FIG. 2 is a flowchart showing a processing procedure for obtaining an estimated time of a sample having no time stamp.

FIG. 3 is a detailed diagram of step 103;

FIG. 4 is a diagram showing a configuration example of a transmission system to which the present invention is applied;

FIG. 5 is a time chart showing packetization on the transmission side.

FIG. 6 is a time chart for explaining a sampling clock estimation method on the receiving side.

[Explanation of symbols]

Reference numeral 401: transmission node, 402: reception node, 403: digital PLL, 404: transmission line, 511 to 513: packet data.

Claims (3)

[Claims] And means for receiving packet data including a plurality of consecutive samples and a time stamp indicating a time position of a first sample of the sample, wherein a time of the first sample is determined based on a time stamp of the received packet data. Means for estimating the temporal position and estimating the temporal position of each sample by arranging samples other than the leading sample at predetermined time intervals from the temporal position of the leading sample; and Means for correcting the value of the time interval according to the difference between the time stamp of the next packet data and the time stamp of the next packet data, and means for generating a sampling clock from the estimated time position of each sample.
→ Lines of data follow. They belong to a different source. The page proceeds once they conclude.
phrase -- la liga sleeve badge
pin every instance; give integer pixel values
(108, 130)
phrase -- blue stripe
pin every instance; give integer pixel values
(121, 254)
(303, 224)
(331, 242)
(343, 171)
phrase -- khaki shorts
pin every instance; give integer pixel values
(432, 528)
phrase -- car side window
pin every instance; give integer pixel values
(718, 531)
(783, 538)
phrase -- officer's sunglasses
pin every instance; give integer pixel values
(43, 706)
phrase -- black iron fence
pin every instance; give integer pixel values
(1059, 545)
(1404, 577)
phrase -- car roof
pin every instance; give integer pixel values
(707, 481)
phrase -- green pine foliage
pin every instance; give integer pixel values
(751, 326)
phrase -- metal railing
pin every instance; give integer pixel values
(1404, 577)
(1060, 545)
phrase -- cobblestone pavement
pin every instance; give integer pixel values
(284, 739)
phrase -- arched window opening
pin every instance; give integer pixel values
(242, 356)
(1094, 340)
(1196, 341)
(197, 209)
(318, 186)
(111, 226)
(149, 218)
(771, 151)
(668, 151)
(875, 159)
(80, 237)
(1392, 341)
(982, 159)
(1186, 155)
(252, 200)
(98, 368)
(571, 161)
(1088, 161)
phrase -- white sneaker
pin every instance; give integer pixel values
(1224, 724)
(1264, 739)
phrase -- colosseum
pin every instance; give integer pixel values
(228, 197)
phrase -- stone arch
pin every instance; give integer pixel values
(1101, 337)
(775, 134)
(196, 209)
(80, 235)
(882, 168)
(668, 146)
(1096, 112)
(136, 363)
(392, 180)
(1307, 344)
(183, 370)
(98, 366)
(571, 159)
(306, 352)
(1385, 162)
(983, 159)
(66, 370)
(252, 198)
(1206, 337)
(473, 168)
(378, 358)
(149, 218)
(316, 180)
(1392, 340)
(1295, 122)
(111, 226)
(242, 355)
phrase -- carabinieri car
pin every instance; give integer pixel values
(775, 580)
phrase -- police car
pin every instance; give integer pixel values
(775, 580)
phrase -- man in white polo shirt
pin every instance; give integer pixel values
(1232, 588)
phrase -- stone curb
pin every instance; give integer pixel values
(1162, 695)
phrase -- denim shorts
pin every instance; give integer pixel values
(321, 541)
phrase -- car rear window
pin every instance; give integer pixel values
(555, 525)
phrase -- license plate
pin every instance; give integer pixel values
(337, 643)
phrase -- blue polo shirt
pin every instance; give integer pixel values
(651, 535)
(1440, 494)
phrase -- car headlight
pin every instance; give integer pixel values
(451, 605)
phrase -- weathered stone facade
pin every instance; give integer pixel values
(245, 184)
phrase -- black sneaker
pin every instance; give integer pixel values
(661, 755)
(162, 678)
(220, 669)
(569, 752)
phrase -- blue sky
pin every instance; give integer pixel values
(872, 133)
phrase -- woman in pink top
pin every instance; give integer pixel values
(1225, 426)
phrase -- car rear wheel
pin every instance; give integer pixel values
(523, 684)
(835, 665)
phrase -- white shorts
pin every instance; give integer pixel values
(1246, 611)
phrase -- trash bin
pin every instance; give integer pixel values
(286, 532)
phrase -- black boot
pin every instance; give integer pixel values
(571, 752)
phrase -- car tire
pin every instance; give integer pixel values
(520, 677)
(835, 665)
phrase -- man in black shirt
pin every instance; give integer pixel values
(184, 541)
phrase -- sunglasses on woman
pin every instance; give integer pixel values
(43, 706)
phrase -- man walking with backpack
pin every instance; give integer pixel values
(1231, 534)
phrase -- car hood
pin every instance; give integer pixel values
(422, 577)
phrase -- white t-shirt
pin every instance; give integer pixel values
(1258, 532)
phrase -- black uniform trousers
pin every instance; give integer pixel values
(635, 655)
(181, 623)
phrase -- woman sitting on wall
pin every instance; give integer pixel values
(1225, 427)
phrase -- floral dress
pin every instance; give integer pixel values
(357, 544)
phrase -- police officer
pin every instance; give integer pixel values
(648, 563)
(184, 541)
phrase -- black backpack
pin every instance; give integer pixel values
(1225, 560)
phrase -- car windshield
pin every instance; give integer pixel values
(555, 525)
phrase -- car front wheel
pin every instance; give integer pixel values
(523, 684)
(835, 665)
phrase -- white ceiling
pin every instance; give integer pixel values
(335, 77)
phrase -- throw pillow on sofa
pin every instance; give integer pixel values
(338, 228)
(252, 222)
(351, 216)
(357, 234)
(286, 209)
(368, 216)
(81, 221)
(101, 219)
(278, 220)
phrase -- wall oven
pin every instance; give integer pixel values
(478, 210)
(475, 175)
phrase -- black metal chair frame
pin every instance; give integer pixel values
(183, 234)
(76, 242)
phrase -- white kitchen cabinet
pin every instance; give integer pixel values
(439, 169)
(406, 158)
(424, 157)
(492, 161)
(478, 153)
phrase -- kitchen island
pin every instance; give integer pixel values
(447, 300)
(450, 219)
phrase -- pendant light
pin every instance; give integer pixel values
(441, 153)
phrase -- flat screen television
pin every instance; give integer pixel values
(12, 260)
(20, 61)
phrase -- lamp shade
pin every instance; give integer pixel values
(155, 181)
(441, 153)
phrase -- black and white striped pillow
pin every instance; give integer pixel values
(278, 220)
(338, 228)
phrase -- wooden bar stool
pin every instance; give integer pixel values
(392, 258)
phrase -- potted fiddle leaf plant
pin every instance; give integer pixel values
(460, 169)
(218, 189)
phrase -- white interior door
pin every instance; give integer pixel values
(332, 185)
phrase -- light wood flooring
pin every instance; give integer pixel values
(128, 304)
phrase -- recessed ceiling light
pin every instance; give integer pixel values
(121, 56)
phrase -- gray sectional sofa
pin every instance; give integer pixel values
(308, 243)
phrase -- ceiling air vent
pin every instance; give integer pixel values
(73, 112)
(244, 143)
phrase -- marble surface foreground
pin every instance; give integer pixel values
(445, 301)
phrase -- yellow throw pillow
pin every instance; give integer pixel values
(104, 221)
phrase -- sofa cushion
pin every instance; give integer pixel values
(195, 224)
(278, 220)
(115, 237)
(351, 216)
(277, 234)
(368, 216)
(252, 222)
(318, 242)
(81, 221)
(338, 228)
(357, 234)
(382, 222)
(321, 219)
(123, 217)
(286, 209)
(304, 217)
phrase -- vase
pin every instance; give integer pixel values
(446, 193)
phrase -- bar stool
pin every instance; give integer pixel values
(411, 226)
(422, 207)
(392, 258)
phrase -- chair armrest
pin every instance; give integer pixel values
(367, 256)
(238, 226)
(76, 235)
Signal receiver. 2. A method for receiving packet data including a plurality of continuous samples and a time stamp indicating a time position of a first sample of the sample, the method comprising: detecting a time stamp of the first sample based on a time stamp of the received packet data; Estimating a temporal position of each sample by estimating a position and arranging samples other than the leading sample at predetermined time intervals from a temporal position of the leading sample; and A digital signal, comprising: correcting the value of the time interval according to a difference from the time stamp of the next packet data; and generating a sampling clock from the estimated temporal position of each sample. Receiving method. 3. A storage medium storing a digital signal receiving program, the program comprising: receiving packet data including a plurality of continuous samples and a time stamp indicating a temporal position of a leading sample of the samples. Estimating the temporal position of the first sample on the basis of the time stamp of the received packet data, and arranging samples other than the first sample at predetermined time intervals from the temporal position of the first sample so that Estimating a temporal position; correcting the value of the time interval according to a difference between the estimated temporal position and a time stamp of the next packet data; and a temporal position of each of the estimated samples. Generating a sampling clock from the digital signal. Storage medium storing a program for receiving a signal.